Both are AI-native. The architecture is different.
Reflect is a polished networked note app with AI built in. GPT-4. Backlinks. Graph view. End-to-end encryption. It's designed for individual thinkers who value privacy and connected ideas.
Hjarni is simpler on purpose. No bundled AI. A built-in MCP server lets the AI of your choice read, search, and write your notes directly.
AI inside versus AI alongside
Reflect's AI lives inside the app. You ask it questions and it works with your notes. But the AI stays in Reflect. Your notes don't travel to Claude or ChatGPT.
Hjarni takes the opposite approach. Your notes are available to any AI that supports MCP. Today that's ChatGPT and Claude. Tomorrow, whoever adds MCP support next.
A concrete workflow
You're synthesizing research from 20 notes. In Reflect, you'd use the built-in AI to summarize and link related ideas. The graph view helps you see connections visually.
In Hjarni, you'd ask Claude to search your research folder, synthesize across the notes, and save the summary as a new note. You can set folder-level instructions: "Cite specific notes. Use academic tone." Different path. Both get you to synthesis.
Reflect connects your ideas. Hjarni connects your ideas to your AI.

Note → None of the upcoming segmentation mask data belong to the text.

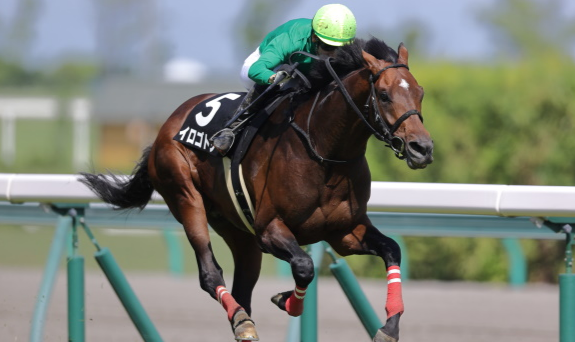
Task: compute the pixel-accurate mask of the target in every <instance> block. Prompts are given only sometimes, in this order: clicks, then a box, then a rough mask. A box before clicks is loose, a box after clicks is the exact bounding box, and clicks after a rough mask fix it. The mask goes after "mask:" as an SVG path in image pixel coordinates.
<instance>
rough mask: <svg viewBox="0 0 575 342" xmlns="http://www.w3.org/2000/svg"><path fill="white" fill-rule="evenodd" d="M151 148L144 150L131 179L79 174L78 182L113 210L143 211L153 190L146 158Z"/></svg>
mask: <svg viewBox="0 0 575 342" xmlns="http://www.w3.org/2000/svg"><path fill="white" fill-rule="evenodd" d="M151 149H152V148H151V146H149V147H147V148H146V149H144V153H143V154H142V158H140V161H139V162H138V165H136V167H135V168H134V171H133V172H132V177H131V178H128V177H124V176H117V175H114V174H112V173H108V174H107V175H104V174H101V173H98V174H91V173H86V172H81V173H80V174H81V175H82V178H81V179H80V182H82V183H84V184H86V185H87V186H88V187H89V188H90V189H91V190H92V191H93V192H94V193H96V195H98V197H100V199H102V201H104V202H106V203H110V204H112V205H113V206H114V209H135V208H139V209H140V210H142V209H144V207H145V206H146V204H148V202H149V201H150V198H152V193H153V192H154V188H153V187H152V183H151V182H150V178H149V176H148V158H149V157H150V150H151Z"/></svg>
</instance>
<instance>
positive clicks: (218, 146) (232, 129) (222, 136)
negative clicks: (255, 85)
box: [210, 86, 260, 156]
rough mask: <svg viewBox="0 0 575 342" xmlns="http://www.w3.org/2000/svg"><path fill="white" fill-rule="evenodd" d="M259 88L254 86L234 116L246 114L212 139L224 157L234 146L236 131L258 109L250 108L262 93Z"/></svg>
mask: <svg viewBox="0 0 575 342" xmlns="http://www.w3.org/2000/svg"><path fill="white" fill-rule="evenodd" d="M258 88H259V87H257V86H253V87H252V89H250V91H249V92H248V93H247V94H246V97H245V98H244V100H243V101H242V103H241V104H240V106H239V107H238V109H237V111H236V113H235V114H234V116H235V115H236V114H237V113H241V112H242V111H244V113H243V114H242V115H240V116H239V117H238V118H237V119H236V121H234V122H232V123H231V124H230V126H229V127H226V128H224V129H222V130H221V131H219V132H217V133H215V134H214V135H213V136H212V138H211V139H210V140H211V142H212V145H213V146H214V148H215V149H216V150H217V151H218V152H220V154H221V155H222V156H225V155H226V153H228V151H229V150H230V148H232V145H233V144H234V140H235V137H236V135H235V131H234V129H235V128H236V127H238V126H239V125H240V124H241V123H242V122H243V121H244V120H246V119H247V118H248V117H250V115H251V113H254V111H255V110H257V109H256V108H250V106H252V104H253V102H254V100H255V99H257V98H258V97H259V96H260V91H259V89H258ZM246 109H247V110H246Z"/></svg>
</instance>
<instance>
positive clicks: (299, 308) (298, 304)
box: [286, 285, 307, 317]
mask: <svg viewBox="0 0 575 342" xmlns="http://www.w3.org/2000/svg"><path fill="white" fill-rule="evenodd" d="M306 289H307V288H304V287H299V286H297V285H296V287H295V290H294V291H293V292H292V294H291V296H290V297H289V298H288V299H287V300H286V311H287V313H288V314H289V315H290V316H294V317H297V316H299V315H301V314H302V313H303V299H304V298H305V291H306Z"/></svg>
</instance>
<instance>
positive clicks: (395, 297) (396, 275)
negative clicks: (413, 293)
mask: <svg viewBox="0 0 575 342" xmlns="http://www.w3.org/2000/svg"><path fill="white" fill-rule="evenodd" d="M403 310H404V308H403V298H401V271H400V270H399V266H390V267H388V268H387V301H386V304H385V311H386V312H387V318H388V319H389V318H390V317H392V316H394V315H396V314H398V313H399V314H402V313H403Z"/></svg>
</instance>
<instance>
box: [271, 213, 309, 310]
mask: <svg viewBox="0 0 575 342" xmlns="http://www.w3.org/2000/svg"><path fill="white" fill-rule="evenodd" d="M260 238H261V241H260V243H261V246H262V247H263V248H264V249H265V250H266V251H267V252H269V253H271V254H272V255H273V256H275V257H276V258H278V259H281V260H284V261H287V262H288V263H289V264H290V266H291V270H292V275H293V278H294V280H295V289H294V290H290V291H286V292H282V293H278V294H277V295H275V296H273V297H272V302H273V303H274V304H276V305H277V306H278V307H279V308H280V309H282V310H284V311H286V312H287V313H288V314H289V315H290V316H294V317H297V316H299V315H301V314H302V312H303V300H304V298H305V293H306V290H307V287H308V285H309V284H310V283H311V282H312V280H313V277H314V269H313V261H312V259H311V257H310V256H309V255H308V254H307V253H306V252H304V251H303V250H302V249H301V248H300V246H299V245H298V243H297V240H296V238H295V237H294V236H293V234H292V233H291V231H290V230H289V229H288V228H287V227H286V226H285V224H284V223H283V222H282V221H280V220H278V219H276V220H273V221H272V222H271V223H270V224H269V225H268V227H267V228H266V229H265V231H264V233H263V234H262V235H261V237H260Z"/></svg>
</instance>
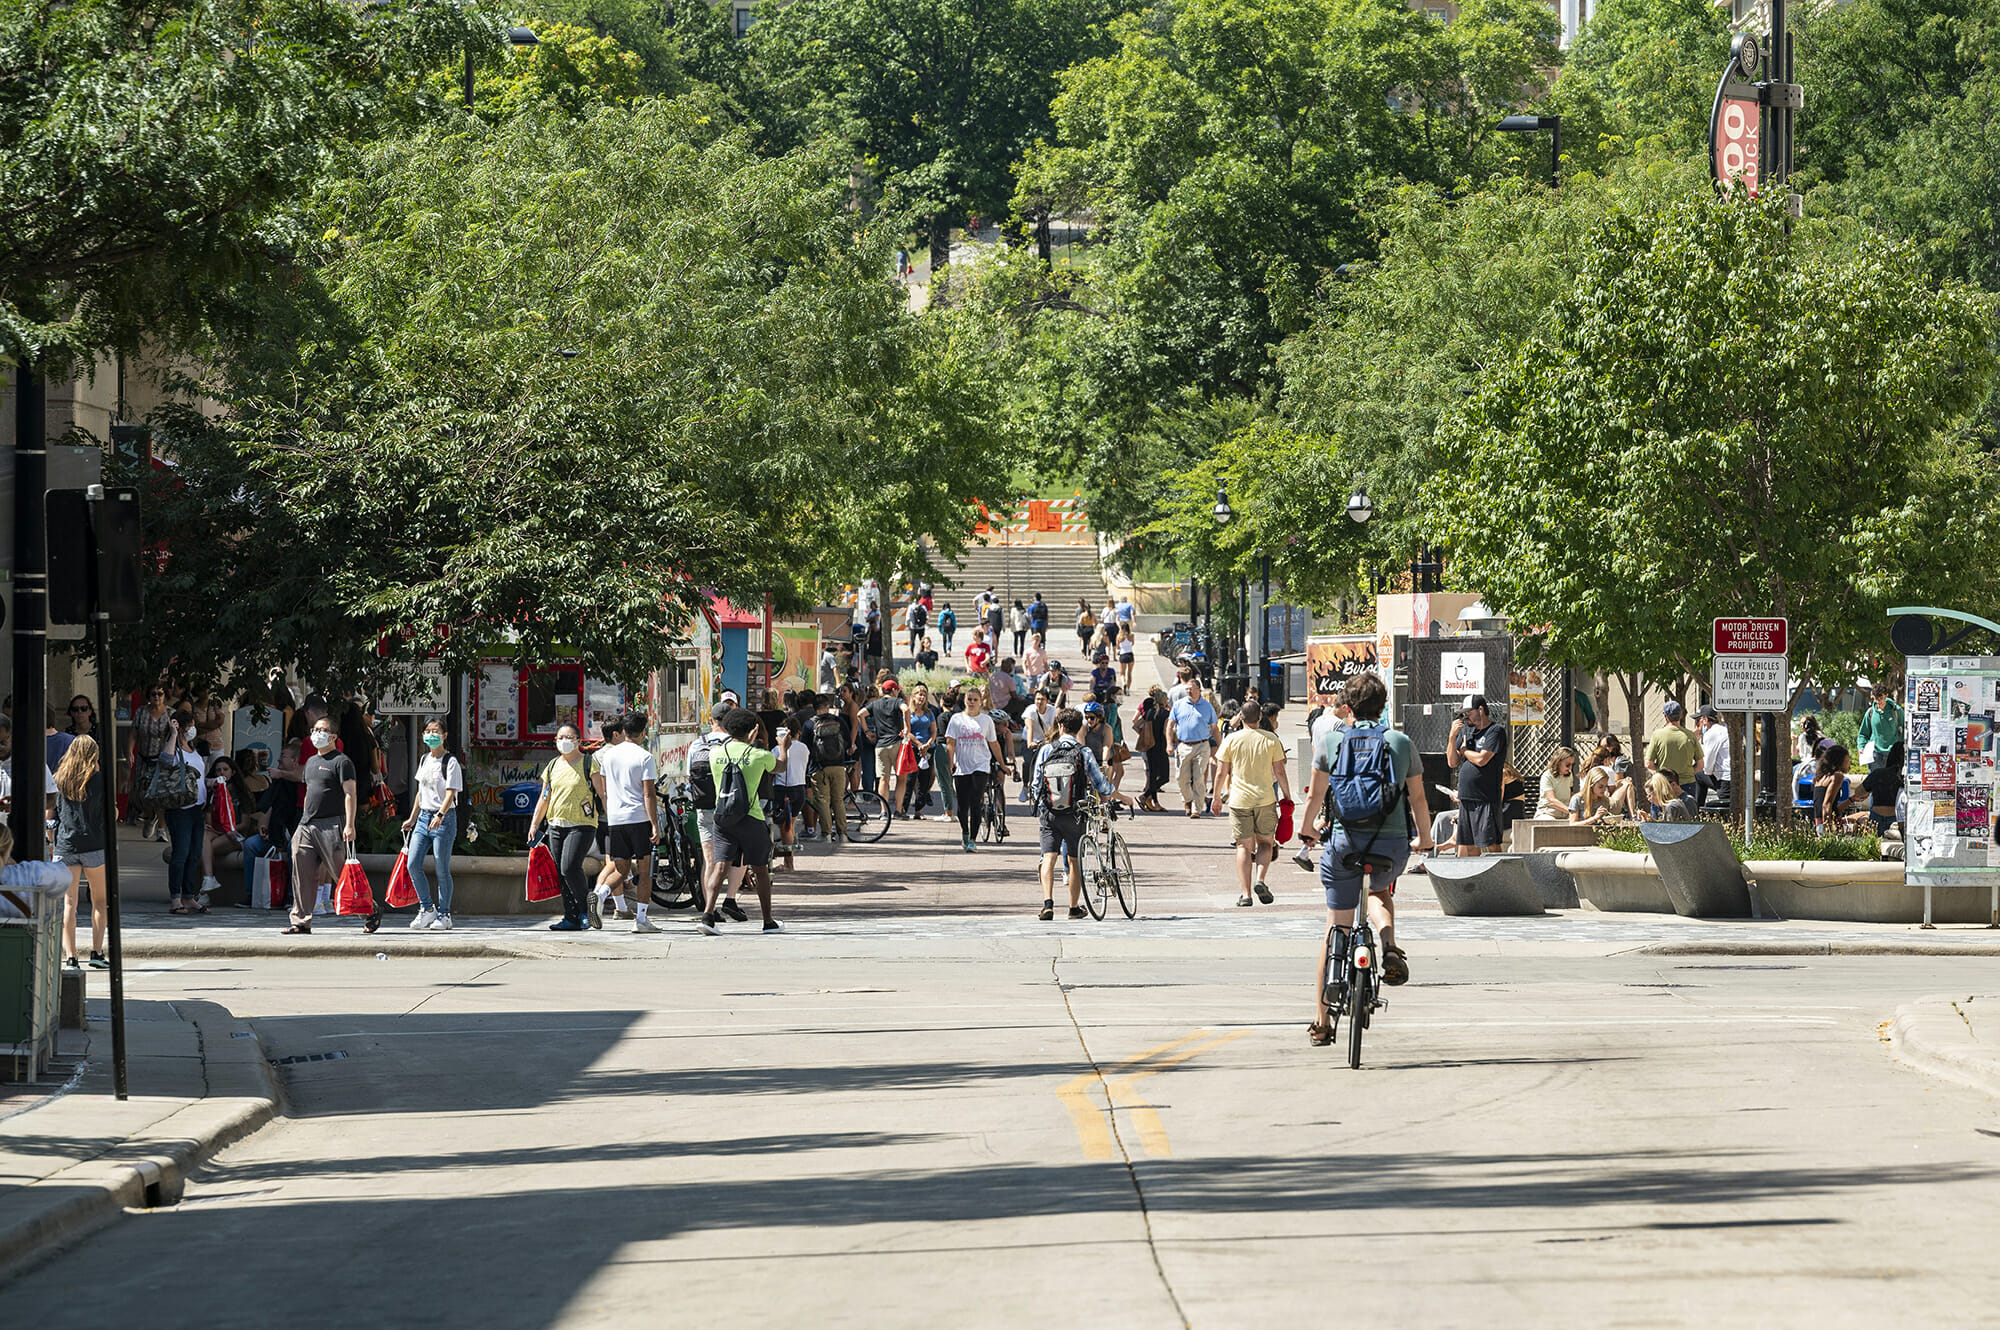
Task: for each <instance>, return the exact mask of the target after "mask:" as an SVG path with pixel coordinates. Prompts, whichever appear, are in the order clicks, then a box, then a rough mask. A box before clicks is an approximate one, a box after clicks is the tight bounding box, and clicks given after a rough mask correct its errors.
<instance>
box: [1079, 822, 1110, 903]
mask: <svg viewBox="0 0 2000 1330" xmlns="http://www.w3.org/2000/svg"><path fill="white" fill-rule="evenodd" d="M1104 862H1106V860H1104V842H1102V840H1098V838H1096V836H1094V834H1086V836H1084V838H1082V840H1080V842H1078V846H1076V866H1078V868H1080V870H1082V874H1084V908H1086V910H1090V918H1104V906H1106V904H1110V902H1108V886H1106V882H1104Z"/></svg>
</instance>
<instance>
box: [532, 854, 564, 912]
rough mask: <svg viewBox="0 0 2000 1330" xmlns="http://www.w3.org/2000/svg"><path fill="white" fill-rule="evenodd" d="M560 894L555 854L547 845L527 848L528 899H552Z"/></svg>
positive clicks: (558, 878) (561, 884) (559, 886)
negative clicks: (527, 856)
mask: <svg viewBox="0 0 2000 1330" xmlns="http://www.w3.org/2000/svg"><path fill="white" fill-rule="evenodd" d="M560 894H562V880H560V878H558V876H556V856H554V854H550V852H548V846H536V848H532V850H528V900H554V898H556V896H560Z"/></svg>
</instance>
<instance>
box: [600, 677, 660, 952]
mask: <svg viewBox="0 0 2000 1330" xmlns="http://www.w3.org/2000/svg"><path fill="white" fill-rule="evenodd" d="M644 736H646V718H644V716H640V714H638V712H626V718H624V734H622V736H620V740H618V742H616V744H606V746H604V748H600V750H598V754H596V770H594V774H592V778H590V782H592V784H594V786H596V788H598V800H602V802H604V846H606V852H608V854H610V858H612V868H614V872H612V880H610V882H604V884H600V886H598V916H602V914H604V902H606V900H610V902H612V904H614V906H618V912H620V914H624V908H626V902H624V888H626V884H628V882H634V880H636V882H638V890H636V892H632V910H634V912H636V918H634V920H632V932H660V926H658V924H654V922H652V920H650V918H646V906H648V904H652V848H654V846H656V844H660V792H658V776H660V768H658V764H656V762H654V760H652V754H650V752H646V746H644V744H640V742H638V740H642V738H644Z"/></svg>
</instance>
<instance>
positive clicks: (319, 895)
mask: <svg viewBox="0 0 2000 1330" xmlns="http://www.w3.org/2000/svg"><path fill="white" fill-rule="evenodd" d="M308 738H310V744H312V756H310V758H306V766H304V772H302V784H304V790H306V794H304V806H302V808H300V814H298V830H296V832H294V834H292V926H290V928H286V930H284V932H288V934H310V932H312V914H314V906H316V902H318V898H320V878H322V874H324V880H326V884H332V882H336V880H338V878H340V870H342V868H346V866H348V856H350V854H352V852H354V830H356V822H358V818H360V794H358V792H356V788H358V786H356V772H354V762H352V760H350V758H348V754H344V752H336V750H334V722H332V720H328V718H326V716H324V714H322V716H320V718H318V720H314V722H312V732H310V736H308Z"/></svg>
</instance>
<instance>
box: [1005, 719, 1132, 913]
mask: <svg viewBox="0 0 2000 1330" xmlns="http://www.w3.org/2000/svg"><path fill="white" fill-rule="evenodd" d="M1082 728H1084V716H1082V714H1080V712H1072V710H1062V712H1058V714H1056V738H1052V740H1050V742H1048V744H1046V746H1044V748H1042V750H1040V754H1036V760H1034V766H1032V768H1028V770H1030V774H1028V782H1026V788H1028V800H1030V802H1032V804H1034V812H1036V824H1038V830H1040V844H1042V912H1040V914H1038V916H1036V918H1040V920H1044V922H1048V920H1052V918H1056V860H1058V858H1068V862H1070V872H1068V878H1070V918H1084V854H1082V848H1084V830H1086V826H1088V820H1086V816H1084V782H1088V784H1090V788H1092V790H1096V794H1098V798H1110V800H1118V802H1120V804H1130V802H1132V800H1130V798H1128V796H1124V794H1118V792H1116V790H1112V782H1110V780H1106V778H1104V772H1102V770H1100V768H1098V760H1096V758H1094V756H1092V752H1090V748H1088V746H1086V744H1084V742H1082V738H1080V732H1082Z"/></svg>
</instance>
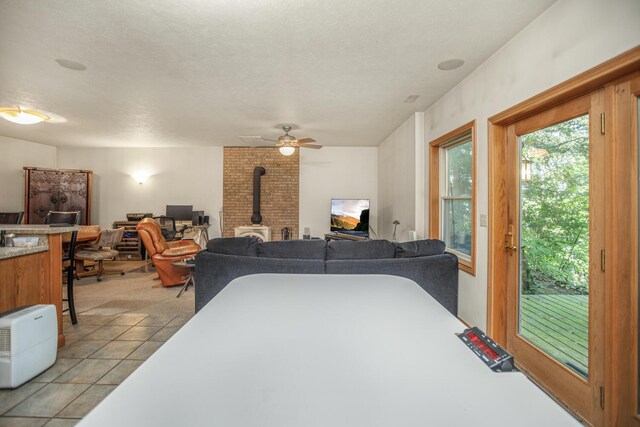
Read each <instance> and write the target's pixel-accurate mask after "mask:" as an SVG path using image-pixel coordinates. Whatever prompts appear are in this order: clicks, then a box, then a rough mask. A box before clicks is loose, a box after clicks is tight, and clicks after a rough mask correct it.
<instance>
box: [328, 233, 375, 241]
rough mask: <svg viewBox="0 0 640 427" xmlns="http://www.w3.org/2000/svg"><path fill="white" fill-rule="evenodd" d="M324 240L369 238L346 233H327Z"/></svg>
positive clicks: (364, 239)
mask: <svg viewBox="0 0 640 427" xmlns="http://www.w3.org/2000/svg"><path fill="white" fill-rule="evenodd" d="M324 240H326V241H327V242H330V241H331V240H354V241H357V240H369V239H368V238H367V237H361V236H354V235H352V234H346V233H333V232H332V233H327V234H325V235H324Z"/></svg>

The two things people keep asking Reflect for
Reflect deliberately ships no folders and no hierarchy, and treats that minimalism as part of the pitch: everything lives in one flat, backlinked space. For people who think in structure, that turns into a steady request that the design will not grant. They want to nest notes, group them in folders, and file them under tags, and Reflect's answer is that they should not need to.
The second request is about the AI. The case is not that Reflect has no AI. It has one, it is well integrated, and many people like it. But it is a metered first-party chat: there is a daily character cap on how much it will read and write, and once you hit it the assistant stops until the next day unless you supply your own model-provider key. Hjarni takes the other path on both counts: it gives you the folders and tags people keep asking for, and instead of a metered in-app assistant it lets your own ChatGPT or Claude read and write your notes through MCP, with no per-day character cap.
When Reflect is the better fit
If you want end-to-end encryption and AI built into a beautiful personal note app, Reflect is excellent. It's especially strong for solo thinkers who don't need team features.
When people choose Hjarni instead
The case for Hjarni starts when you want your notes available to ChatGPT or Claude directly. When you want team collaboration. When you want different AI instructions for different folders. Or when you already pay for an AI and don't want another subscription.